The program, disclosed here for the first time, would automate the process of hunting for the beginnings of a foreign cyberattack. Software would constantly be on the lookout for traffic patterns indicating known or suspected attacks. When it detected an attack, MonsterMind would automatically block it from entering the country—a “kill” in cyber terminology. Programs like this had existed for decades, but MonsterMind software would add a unique new capability:

Instead of simply detecting and killing the malware at the point of entry, MonsterMind would automatically fire back, with no human involvement. That’s a problem, Snowden says, because the initial attacks are often routed through computers in innocent third countries. “These attacks can be spoofed,” he says. “You could have someone sitting in China, for example, making it appear that one of these attacks is originating in Russia. And then we end up shooting back at a Russian hospital. What happens next?”

Yishai Schwartz pans the profile, which he says “reads like a release from a Snowden PR press office”, and Bamford’s “bewildering reluctance to ask any challenging questions at all”:

Bamford never asks why Snowden acceptedand even pursueda series of high-level jobs in signals intelligence despite his misgivings. Bamford never pushes Snowden to face the moral complexity of his choices. And he never asks Snowden to explain whether it was responsible of him to release troves of information that not even he himself had seen. Most remarkably, Bamford seems unwilling to push Snowden on even his most outlandish claims, like Snowden’s insistence that he tried “to leave a trail of digital bread crumbs” so that his colleagues could determine what he had taken, prepare for future leaks, and mitigate damage. Alas, Snowden explains to a sympathetic Bamford, the NSA was simply too incompetent to decipher his clues. …

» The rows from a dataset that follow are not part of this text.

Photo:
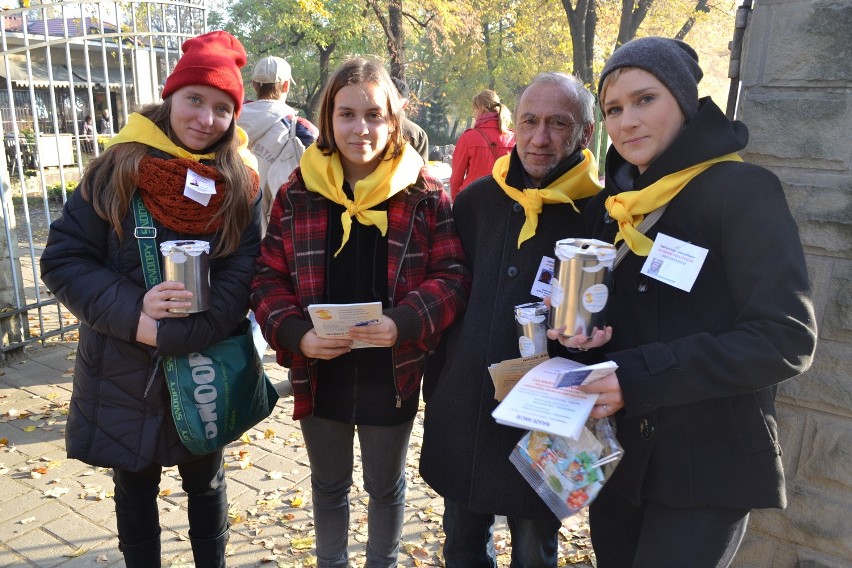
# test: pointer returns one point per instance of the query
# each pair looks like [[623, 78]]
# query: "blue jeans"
[[383, 451], [654, 535], [470, 539]]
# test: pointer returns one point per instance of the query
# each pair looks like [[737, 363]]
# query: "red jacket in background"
[[474, 157]]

Now, national security isn’t quite Grimm’s Fairy Tales, nor is it a Dan Brown novel, so perhaps it might have made sense for Bamford to ask why Snowden chose this particular method for helping out his old colleagues at the NSA. And although Bamford is clearly enamored with Snowden’s brilliance (virtually the only family quotation about Snowden that Bamford thought worthy of inclusion was Snowden’s father’s proud mention of his son’s high IQ scores), it’s doubtful that Snowden’s attempts at helping were simply too clever for the combined powers of the American intelligence agencies. But again, Bamford doesn’t see fit to ask.

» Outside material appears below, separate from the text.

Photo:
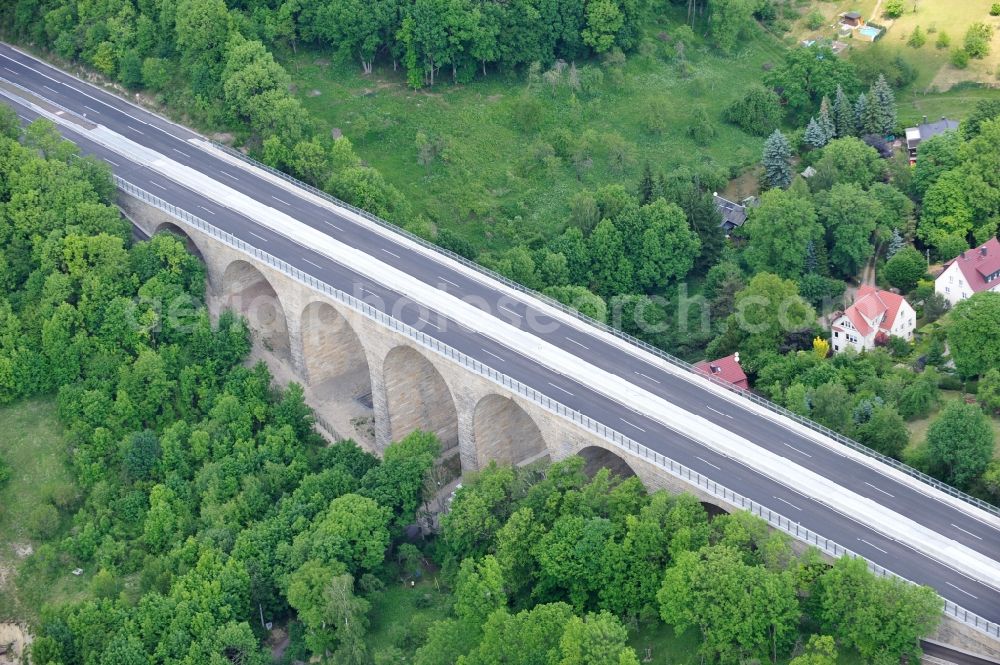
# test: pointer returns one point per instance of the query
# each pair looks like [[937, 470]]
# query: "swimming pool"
[[869, 33]]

The piece reinforced Dreher’s sympathy for Snowden, though he acknowledges the moral dilemmas that Bamford largely elides:

If I had been in Snowden’s shoes, I might have done the same thing, out of fidelity to the moral law. As Augustine said, an immoral law is no law at all. At the same time, it is perfectly clear that a government riddled with even a thousand Snowdens, who believe they have the right to determine which of the government’s secrets to make public, could not function. Snowden may have had a clear moral mandate to become a whistleblower, but what about someone whose motives weren’t as pure as Snowden’s seem to have been? Where do you draw the line? In the case of the church, or Wall Street, I would cheer for any whistleblower who broke his (assumed) pledge of loyalty to expose grave injustice or serious wrongdoing. But national security is a more serious matter, and not one to be taken lightly. This is what troubles me about the Snowden case, even though my sympathies definitely lie with him.